Histologic Features and Differential Diagnosis
LCNEC is characterized on H&E-stained sections by organoid, nested, or trabecular growth, with nuclear palisading or rosette-like structures (Fig. 26.27). By definition, these tumors exhibit a mitotic rate higher than 10 mitotic figures per 2 mm2 and NSCLC cytologic features. However, some LCNEC contain a prominent number of smaller cells reminiscent of SCLC (151). Tumor cells have medium-to-large amounts of amphophilic cytoplasm and correspondingly low nuclear-to-cytoplasmic ratios. Nucleoli should be prominent, and foci of comedo-like or extensive confluent necrosis are commonly present. All of these morphologic features are difficult to demonstrate on small biopsy samples, and a diagnosis of LCNEC is recommended only on surgical resection specimen or a generous biopsy specimen (12,13).

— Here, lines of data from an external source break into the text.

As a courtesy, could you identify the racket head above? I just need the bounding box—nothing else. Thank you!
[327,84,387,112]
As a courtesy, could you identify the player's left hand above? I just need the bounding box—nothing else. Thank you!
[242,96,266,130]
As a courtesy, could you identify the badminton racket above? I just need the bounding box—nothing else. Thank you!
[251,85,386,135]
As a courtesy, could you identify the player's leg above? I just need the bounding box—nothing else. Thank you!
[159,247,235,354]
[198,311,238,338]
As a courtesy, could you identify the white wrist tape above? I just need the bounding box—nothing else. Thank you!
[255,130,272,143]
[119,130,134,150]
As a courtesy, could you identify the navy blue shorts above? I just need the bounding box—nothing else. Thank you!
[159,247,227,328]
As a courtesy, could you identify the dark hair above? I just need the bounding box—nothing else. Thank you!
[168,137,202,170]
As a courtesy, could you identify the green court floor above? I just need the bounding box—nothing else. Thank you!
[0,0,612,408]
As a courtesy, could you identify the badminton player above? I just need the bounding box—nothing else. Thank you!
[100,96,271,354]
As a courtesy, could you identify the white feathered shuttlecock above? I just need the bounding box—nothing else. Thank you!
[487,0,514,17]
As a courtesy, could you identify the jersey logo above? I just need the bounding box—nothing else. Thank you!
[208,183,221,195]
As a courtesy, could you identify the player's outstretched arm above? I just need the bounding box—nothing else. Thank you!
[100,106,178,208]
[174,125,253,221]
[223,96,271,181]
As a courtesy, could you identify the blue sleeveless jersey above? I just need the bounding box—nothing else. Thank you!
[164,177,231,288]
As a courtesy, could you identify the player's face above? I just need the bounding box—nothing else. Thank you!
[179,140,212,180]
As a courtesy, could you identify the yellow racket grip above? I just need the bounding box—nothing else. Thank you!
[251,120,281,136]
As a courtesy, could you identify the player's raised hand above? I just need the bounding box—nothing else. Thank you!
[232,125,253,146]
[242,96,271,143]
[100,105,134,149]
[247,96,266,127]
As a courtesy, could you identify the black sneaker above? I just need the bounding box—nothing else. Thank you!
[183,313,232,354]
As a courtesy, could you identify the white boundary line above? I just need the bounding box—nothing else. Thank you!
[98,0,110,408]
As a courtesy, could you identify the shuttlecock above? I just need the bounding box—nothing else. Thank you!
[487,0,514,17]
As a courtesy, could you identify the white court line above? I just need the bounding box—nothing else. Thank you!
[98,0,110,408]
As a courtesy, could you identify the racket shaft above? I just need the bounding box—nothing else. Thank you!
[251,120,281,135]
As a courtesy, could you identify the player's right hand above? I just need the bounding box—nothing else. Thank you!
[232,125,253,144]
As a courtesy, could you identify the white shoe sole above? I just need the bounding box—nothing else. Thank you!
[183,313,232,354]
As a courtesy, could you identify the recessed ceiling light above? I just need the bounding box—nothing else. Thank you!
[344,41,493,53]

A significant number (up to 30%) of LCNEC are combined with conventional NSCLC or SCLC (Fig. 26.28) (13). The diagnosis of LCNEC needs a strict application of the recommended criteria and can be posed only on high-grade carcinomas showing neuroendocrine features on H&E-stained sections, associated with the immunohistochemical expression of neuroendocrine markers or neuroendocrine granules by electron microscopy. To complicate matters, it is important to know that there are large cell carcinomas with apparent neuroendocrine features by light microscopy that lack neuroendocrine differentiation when tested by immunohistochemistry or ultrastructural examination. Conversely, large cell carcinomas may have neuroendocrine differentiation by immunohistochemistry or ultrastructure but lack neuroendocrine morphologic features. At present, there is no consensus on how to classify these tumors, and they should be treated as conventional NSCLC. Agreement on LCNEC diagnosis is low, even in the hands of expert pulmonary pathologists (151). The differential diagnosis for LCNEC mainly includes atypical carcinoid and SCLC, and this distinction may be impossible on small biopsies or cytology specimens. In these cases, the proliferative index by Ki-67/MIB-1 may be very helpful, and values exceeding 25% generally favor LCNEC over carcinoids. Distinction between LCNEC and SCLC is sometimes impossible even on surgical specimens, and the term high-grade neuroendocrine carcinoma or combined SCLC–LCNEC is recommended in controversial cases. Different non-SCLCs (adenocarcinomas, SCC, and basaloid carcinoma) may show a solid or cribriform growth pattern with some palisading or pseudorosettes and some neuroendocrine differentiation. The correct diagnosis is based on the strict application of morphologic criteria with the use of neuroendocrine markers only in tumors with overt neuroendocrine morphologic features. Distinguishing primary LCNEC of the lung from identical extrapulmonary tumors may be nearly impossible because TTF-1 stains only half of LCNEC and its expression has been reported in high-grade neuroendocrine carcinomas from other sites. CDX2 expression may be noted in some pulmonary high-grade neuroendocrine carcinomas (152). Clinical correlation is highly recommended in such cases.